Charles Pierce has a confession to make about his own bullying youth and an observation to make about Mitt Romney's.
[It] takes one to know one, as the schoolyard saying goes, and so my first reaction was that the so-called "presumptive Republican candidate for president" is lying — either to us or to himself. He remembers. Of course he remembers. He has to remember, because no one forgets doing something like that, and the ones who do forget....
[...]
Which is what led me to my second reaction: What if Mitt Romney is telling the truth? What if he doesn't remember because he thought nothing of it? The language of his statement suggests that he's copping to being a prankster but not a bully — that he's not denying the past but simply saying that the past is a matter of interpretation.

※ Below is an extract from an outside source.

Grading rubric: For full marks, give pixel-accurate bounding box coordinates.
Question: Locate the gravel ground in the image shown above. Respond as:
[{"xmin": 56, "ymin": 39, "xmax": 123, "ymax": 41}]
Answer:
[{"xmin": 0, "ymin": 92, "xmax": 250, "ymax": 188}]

But it's not, and as man who has spent the better part of his life silently pleading guilty to the kinds of crimes of which Mitt Romney stands accused, I can only wonder what kind of person I'd be if I tried to beat the rap of conscience on a technicality. I can only wonder what kind of person I'd be if instead of confronting the past I tried to forget it or, worse, tried to say it wasn't really that bad. I can only wonder what kind of person I'd be if the stone of cruelty in my heart was subject not to the slow trickle of conscience but rather to my sense of ambition and entitlement — to those jewelers of the self who, beholding the stone, declared it a gem, precious and hard, of inestimable worth in the bazaars of business and politics, and set it for my presidential ring.
And here’s the thing: I thank God I don't know. Long ago, I made an innocent kid suffer; one of the great gifts of my life is that I suffered in return. Mitt Romney doesn't appear to have suffered at all for the suffering he inflicted; but as one lucky enough to have broken the mean bone in my body and to have worn it in a sling, I can tell him that what he's accused of doing to the boy whose hair and existence was such an affront to him was not a prank; it was a punishment.